14h : Bien entendu, voyager en première classe, ça revient cher, je dirais même qu’au vu de ma situation actuelle, ce n’est pas raisonnable du tout. Mais tant pis, c’est si agréable, d’être bien assis, de respirer… Et puis le personnel se montre prévenant : il annonce une vente de tickets de métro. Comme je dois changer de gare à Paris, je m’empresse d’en profiter : j’y suis d’autant plus incité que ces braves gens précisent qu’à cause de la coupe du monde de rugby, la capitale est pleine de touristes et que donc, il y a la queue aux distributeurs de tickets… Je risque donc, à Paris, de croiser une faune peu subtile, mais peu me chaut : pour l’heure, tout se passe comme des roulettes et je ne vois pas ce qui pourrait m’atteindre !
15h : Dans la gare Montparnasse, je ne peux m’empêcher de rudoyer un homme qui me bloque le passage vers le métro : j’ai pourtant plus d’une heure devant moi pour gagner la gare de l’Est, mais le souvenir de voyages où je n’avais attrapé la correspondance que de justesse (quand je ne l’avais pas carrément ratée) m’encourage à ne pas traîner en route… Il n’y a pas une demi-heure que je suis à Paris et les autochtones déteignent déjà sur moi !
16h30 : Chaque fois je dois prendre le métro pour changer de gare à Paris, ma tension monte toujours d’au moins deux crans ! Alors, quand j’arrive à attraper la correspondance sans encombre, je ne boude pas mon plaisir : ainsi, une fois dans le train pour Château-Thierry, j’ai déposé ma valise dans l’habitacle prévu à cet effet puis je me suis calé en toute confiance dans le premier fauteuil qui me faisait envie. L’ambiance tamisée du wagon n’est pas pour me déplaire, bien au contraire, je me sens sur un petit nuage, plus rien ne peut m’arriver… Et tout à coup, une fois le train parti, un pressentiment me saisit : je me dirige vers l’endroit où j’ai laissé ma valise… Et elle n’est plus là. Pas besoin de chercher plus loin : un malhonnête a profité du moment où le train était encore à quai et où mon bagage était sans surveillance pour s’en emparer.

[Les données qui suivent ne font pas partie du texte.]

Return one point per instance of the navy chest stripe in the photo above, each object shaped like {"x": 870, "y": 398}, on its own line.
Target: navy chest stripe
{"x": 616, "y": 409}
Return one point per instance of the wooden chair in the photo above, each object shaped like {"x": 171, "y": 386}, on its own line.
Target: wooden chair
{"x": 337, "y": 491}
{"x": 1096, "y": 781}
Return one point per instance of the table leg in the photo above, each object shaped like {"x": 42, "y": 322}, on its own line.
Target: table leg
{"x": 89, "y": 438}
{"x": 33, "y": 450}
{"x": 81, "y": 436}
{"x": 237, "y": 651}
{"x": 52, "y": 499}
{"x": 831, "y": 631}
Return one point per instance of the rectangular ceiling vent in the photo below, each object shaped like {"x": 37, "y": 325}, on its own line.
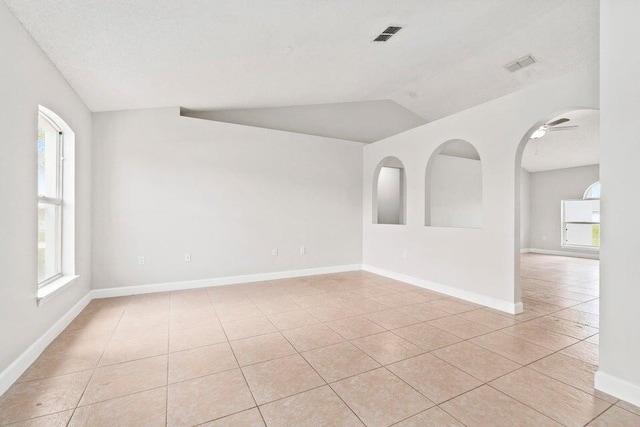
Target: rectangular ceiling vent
{"x": 387, "y": 33}
{"x": 519, "y": 64}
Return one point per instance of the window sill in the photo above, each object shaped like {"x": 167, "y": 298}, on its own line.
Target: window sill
{"x": 47, "y": 292}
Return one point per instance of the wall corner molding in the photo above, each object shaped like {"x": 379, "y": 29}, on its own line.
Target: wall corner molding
{"x": 506, "y": 306}
{"x": 22, "y": 362}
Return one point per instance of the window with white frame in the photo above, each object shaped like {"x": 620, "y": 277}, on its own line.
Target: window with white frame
{"x": 50, "y": 206}
{"x": 581, "y": 220}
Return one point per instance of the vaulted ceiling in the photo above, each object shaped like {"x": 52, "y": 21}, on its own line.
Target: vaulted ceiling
{"x": 249, "y": 54}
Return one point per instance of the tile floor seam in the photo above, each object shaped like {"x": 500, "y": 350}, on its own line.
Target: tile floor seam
{"x": 326, "y": 383}
{"x": 98, "y": 365}
{"x": 255, "y": 402}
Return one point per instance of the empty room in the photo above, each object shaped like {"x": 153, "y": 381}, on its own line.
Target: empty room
{"x": 319, "y": 213}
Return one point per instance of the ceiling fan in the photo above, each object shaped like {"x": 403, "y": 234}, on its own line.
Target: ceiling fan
{"x": 551, "y": 127}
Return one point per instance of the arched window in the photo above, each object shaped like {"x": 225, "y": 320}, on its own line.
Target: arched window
{"x": 56, "y": 190}
{"x": 389, "y": 201}
{"x": 593, "y": 192}
{"x": 453, "y": 186}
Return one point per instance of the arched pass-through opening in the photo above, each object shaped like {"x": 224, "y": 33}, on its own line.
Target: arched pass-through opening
{"x": 555, "y": 143}
{"x": 453, "y": 186}
{"x": 389, "y": 192}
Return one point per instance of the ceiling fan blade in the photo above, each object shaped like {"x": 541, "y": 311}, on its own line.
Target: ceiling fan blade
{"x": 558, "y": 122}
{"x": 562, "y": 128}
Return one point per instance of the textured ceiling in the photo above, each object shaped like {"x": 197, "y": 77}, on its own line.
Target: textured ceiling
{"x": 366, "y": 121}
{"x": 240, "y": 54}
{"x": 566, "y": 149}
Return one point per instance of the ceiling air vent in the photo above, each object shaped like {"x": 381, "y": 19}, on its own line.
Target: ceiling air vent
{"x": 519, "y": 64}
{"x": 387, "y": 33}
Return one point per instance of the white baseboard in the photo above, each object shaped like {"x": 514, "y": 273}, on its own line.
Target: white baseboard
{"x": 497, "y": 304}
{"x": 595, "y": 255}
{"x": 221, "y": 281}
{"x": 18, "y": 366}
{"x": 617, "y": 387}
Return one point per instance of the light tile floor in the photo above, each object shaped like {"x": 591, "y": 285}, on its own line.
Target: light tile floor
{"x": 334, "y": 350}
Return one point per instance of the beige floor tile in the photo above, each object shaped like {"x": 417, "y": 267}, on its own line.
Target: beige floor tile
{"x": 563, "y": 403}
{"x": 119, "y": 380}
{"x": 402, "y": 299}
{"x": 426, "y": 336}
{"x": 246, "y": 328}
{"x": 629, "y": 407}
{"x": 249, "y": 418}
{"x": 572, "y": 371}
{"x": 565, "y": 327}
{"x": 488, "y": 319}
{"x": 59, "y": 419}
{"x": 207, "y": 398}
{"x": 387, "y": 347}
{"x": 516, "y": 349}
{"x": 379, "y": 398}
{"x": 329, "y": 313}
{"x": 434, "y": 417}
{"x": 476, "y": 361}
{"x": 391, "y": 319}
{"x": 201, "y": 361}
{"x": 542, "y": 337}
{"x": 617, "y": 417}
{"x": 31, "y": 399}
{"x": 311, "y": 337}
{"x": 134, "y": 348}
{"x": 317, "y": 407}
{"x": 277, "y": 305}
{"x": 453, "y": 306}
{"x": 363, "y": 306}
{"x": 585, "y": 351}
{"x": 591, "y": 307}
{"x": 147, "y": 408}
{"x": 581, "y": 317}
{"x": 185, "y": 339}
{"x": 261, "y": 348}
{"x": 434, "y": 378}
{"x": 488, "y": 407}
{"x": 460, "y": 327}
{"x": 423, "y": 311}
{"x": 339, "y": 361}
{"x": 280, "y": 378}
{"x": 238, "y": 312}
{"x": 355, "y": 327}
{"x": 292, "y": 319}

Dedans, il y avait mes vêtements de rechange, mes affaires de toilette, et plus grave, mon ordinateur ! Mon voyage est déjà gâché… Voilà comment on bascule dans l’horreur en une fraction de seconde alors qu’on se croyait invincible il y a encore vingt-quatre heures ! N’empêche… Voilà plus d’une vingtaine d’années qu’on met les flics et les militaires partout, qu’on ne peut plus aller nulle part sans devoir supporter le regard soupçonneux voire les mains baladeuses de ces porte-flingues, et finalement, est-ce qu’on a au moins progressé en matière de sécurité ? Même pas ! Police partout, sécurité nulle part ! Oh ! Vous, les fachos qui réclamez toujours plus de présence policière : vous ne voyez pas que ça ne fait absolument pas régresser la délinquance ? Il serait peut-être temps de se remettre en question, non ?

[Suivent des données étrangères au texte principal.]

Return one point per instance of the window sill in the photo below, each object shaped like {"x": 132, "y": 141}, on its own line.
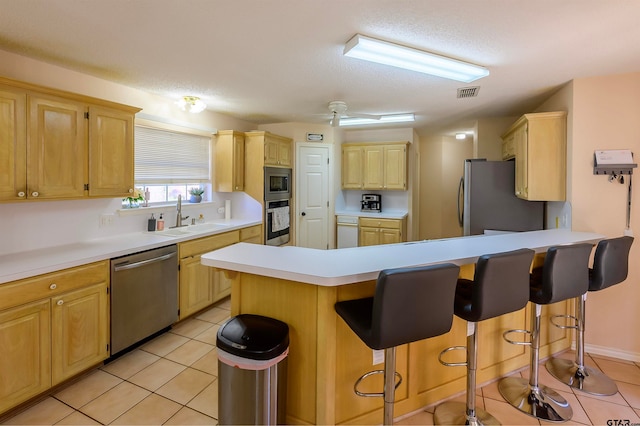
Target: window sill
{"x": 161, "y": 208}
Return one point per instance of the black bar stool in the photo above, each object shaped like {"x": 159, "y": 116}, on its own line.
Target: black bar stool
{"x": 564, "y": 275}
{"x": 500, "y": 285}
{"x": 610, "y": 267}
{"x": 409, "y": 304}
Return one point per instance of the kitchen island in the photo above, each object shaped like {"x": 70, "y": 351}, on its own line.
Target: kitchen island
{"x": 300, "y": 287}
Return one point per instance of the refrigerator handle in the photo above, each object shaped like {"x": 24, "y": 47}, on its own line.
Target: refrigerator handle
{"x": 461, "y": 201}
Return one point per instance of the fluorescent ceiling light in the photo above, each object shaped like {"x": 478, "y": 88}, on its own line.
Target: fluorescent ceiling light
{"x": 383, "y": 52}
{"x": 384, "y": 119}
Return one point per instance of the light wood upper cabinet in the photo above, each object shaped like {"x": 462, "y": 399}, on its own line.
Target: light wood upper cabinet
{"x": 277, "y": 151}
{"x": 60, "y": 145}
{"x": 229, "y": 161}
{"x": 381, "y": 166}
{"x": 56, "y": 148}
{"x": 110, "y": 152}
{"x": 13, "y": 143}
{"x": 538, "y": 143}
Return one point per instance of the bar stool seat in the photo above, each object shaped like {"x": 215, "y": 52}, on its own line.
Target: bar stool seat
{"x": 409, "y": 304}
{"x": 500, "y": 286}
{"x": 610, "y": 267}
{"x": 564, "y": 275}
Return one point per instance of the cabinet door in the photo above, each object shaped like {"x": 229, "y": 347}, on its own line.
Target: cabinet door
{"x": 395, "y": 167}
{"x": 270, "y": 153}
{"x": 56, "y": 148}
{"x": 110, "y": 152}
{"x": 80, "y": 331}
{"x": 25, "y": 353}
{"x": 373, "y": 168}
{"x": 352, "y": 167}
{"x": 196, "y": 286}
{"x": 13, "y": 148}
{"x": 284, "y": 154}
{"x": 229, "y": 162}
{"x": 368, "y": 236}
{"x": 390, "y": 236}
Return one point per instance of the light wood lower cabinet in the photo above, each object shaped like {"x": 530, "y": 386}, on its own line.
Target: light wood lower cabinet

21h : Arrivé à Château-Thierry, ville natale de Jean de la Fontaine, je me couche dans le petit appartement que j’ai loué, épuisé à tout point de vue. Le temps est superbe, le cadre est charmant, j’ai fait un bon dîner sur une terrasse au bord de la Marne, le logement est doux et confortable, avec toutes les commodités nécessaires… Mais rien à faire, je suis trop meurtri pour profiter de tout ça. J’essaie de dormir, mais ce n’est pas facile : il fait chaud, je n’ai pas l’habitude de dormir sans pyjama, je suis rongé par la culpabilité d’avoir été imprudent, et une troupe de dégénérés (comme quoi il y en a partout) sème sa zone sous les fenêtres… On dit qu’il n’y a pas de roses sans épines : sauf que là, ce ne sont plus des épines, c’est carrément toute une collection d’épées !

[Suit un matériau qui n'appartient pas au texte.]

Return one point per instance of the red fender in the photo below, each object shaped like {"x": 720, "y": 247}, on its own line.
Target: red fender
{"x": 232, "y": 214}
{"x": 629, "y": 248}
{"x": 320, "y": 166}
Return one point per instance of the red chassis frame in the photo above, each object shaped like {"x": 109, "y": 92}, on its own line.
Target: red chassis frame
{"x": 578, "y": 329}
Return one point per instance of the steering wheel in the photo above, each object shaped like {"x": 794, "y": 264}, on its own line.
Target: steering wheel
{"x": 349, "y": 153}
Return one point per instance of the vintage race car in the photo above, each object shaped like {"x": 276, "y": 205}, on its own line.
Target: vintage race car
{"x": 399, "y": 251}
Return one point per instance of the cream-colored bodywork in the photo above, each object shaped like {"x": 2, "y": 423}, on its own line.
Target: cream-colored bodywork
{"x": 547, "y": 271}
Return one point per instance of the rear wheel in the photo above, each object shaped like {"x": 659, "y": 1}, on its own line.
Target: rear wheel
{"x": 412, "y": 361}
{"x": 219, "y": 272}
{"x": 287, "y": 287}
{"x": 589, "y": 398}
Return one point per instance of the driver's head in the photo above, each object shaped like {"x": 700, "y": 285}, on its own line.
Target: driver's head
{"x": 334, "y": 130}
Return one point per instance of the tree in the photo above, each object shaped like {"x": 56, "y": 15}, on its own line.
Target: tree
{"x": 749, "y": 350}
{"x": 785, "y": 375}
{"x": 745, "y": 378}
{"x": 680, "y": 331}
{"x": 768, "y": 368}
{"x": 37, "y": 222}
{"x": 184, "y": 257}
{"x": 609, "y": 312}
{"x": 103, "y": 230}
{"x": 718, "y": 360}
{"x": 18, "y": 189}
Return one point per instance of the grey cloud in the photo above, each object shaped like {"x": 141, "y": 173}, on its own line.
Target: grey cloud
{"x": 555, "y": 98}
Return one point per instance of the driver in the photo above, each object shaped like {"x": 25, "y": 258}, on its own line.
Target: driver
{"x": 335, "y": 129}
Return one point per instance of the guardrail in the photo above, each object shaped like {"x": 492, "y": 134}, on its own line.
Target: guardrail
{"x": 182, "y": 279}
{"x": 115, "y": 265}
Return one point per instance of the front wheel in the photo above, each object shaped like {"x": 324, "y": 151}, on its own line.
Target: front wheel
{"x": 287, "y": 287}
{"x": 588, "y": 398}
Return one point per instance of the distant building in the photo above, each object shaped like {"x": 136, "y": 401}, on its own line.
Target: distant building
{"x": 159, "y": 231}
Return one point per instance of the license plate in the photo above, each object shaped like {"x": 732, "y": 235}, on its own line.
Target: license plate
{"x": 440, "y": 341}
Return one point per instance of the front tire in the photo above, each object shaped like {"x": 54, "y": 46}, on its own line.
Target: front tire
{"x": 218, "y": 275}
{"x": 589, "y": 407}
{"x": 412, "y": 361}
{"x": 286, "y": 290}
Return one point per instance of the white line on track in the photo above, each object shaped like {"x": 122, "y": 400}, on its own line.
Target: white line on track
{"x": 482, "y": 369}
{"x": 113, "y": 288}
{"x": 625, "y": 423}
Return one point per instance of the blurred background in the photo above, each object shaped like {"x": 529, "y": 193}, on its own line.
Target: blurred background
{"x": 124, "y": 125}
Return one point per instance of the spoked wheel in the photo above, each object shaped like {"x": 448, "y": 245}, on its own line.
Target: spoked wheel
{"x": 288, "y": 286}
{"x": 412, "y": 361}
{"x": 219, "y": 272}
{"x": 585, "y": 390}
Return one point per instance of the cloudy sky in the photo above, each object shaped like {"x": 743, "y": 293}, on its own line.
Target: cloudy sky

Quelques photos prises à Château-Thierry :
Jeudi 14 septembre
11h : Grâce aux transports en commun de Château-Thierry, j’arrive à Fère-en-Tardenois, ville natale de Camille Claudel. C’est une petite ville comme il y en a des tas en France : ni splendide, ni hideuse, suffisamment vivante pour limiter l’exode et accueillir des événements culturels, pas assez pour prétendre à une desserte plus performante – le bus ne passe qu’une fois toutes les deux heures ! Comme toujours quand je débarque dans un patelin que je ne connais pas, je ne suis pas à mon aise : une habitante le remarque et me demande si j’ai besoin d’aide. J’avoue que ce n’est pas à Brest que ça arriverait ! Les gens du Nord (nous sommes dans les Hauts-de-France) sont donc à la hauteur de leur réputation, mais j’avoue bien mal leur rendre leur amabilité… Quand j’essaie de déchiffrer le plan (pourtant clair) de la commune, je suis apostrophé par un type aux dents pourries et à la diction hésitante : par réflexe, je lui réponds, avec une politesse mitigée, que je n’ai ni cigarette ni monnaie à lui donner ! Mais il y a méprise : il dit travailler pour le syndicat d’initiative de la ville et vouloir m’aider à retrouver mon chemin ! J’ai donc commis un délit de sale gueule et je plaide coupable, avec circonstances atténuantes toutefois : ce mec, qui me renseigne quand même, ressemble VRAIMENT aux cas sociaux qui m’importunent sans arrêt à Brest… Je finis par trouver le troquet tenu par la secrétaire générale du festival : elle me rend ma photo, qui représente un bélier que j’avais vu à Guilers. Je suis un peu surpris, dans mon souvenir, il y avait au moins trois moutons sur mon cliché ! Il est vrai que j’avais proposé plusieurs photos et qu’au final, une seule a été retenue sans que je sache exactement laquelle… Une fois en possession de ce cliché, je n’insiste pas, je ne me propose même pas de rester boire un verre : non seulement je ne me sens pas le bienvenu mais je n’ai vraiment pas le cœur à ça. Je tourne donc en rond dans ce bled, en ressassant le malheur qui m’est tombé dessus, sans même m’arrêter pour déjeuner… La situation est surréaliste : je suis à près de 700 kilomètres de chez moi, loin des gens qui m’aiment, dans un village hostile où rien ne m’attendait à part la photo d’un ovin, et je n’ai rien pour me changer ! Mais qu’est-ce que je suis en train de foutre de ma vie ?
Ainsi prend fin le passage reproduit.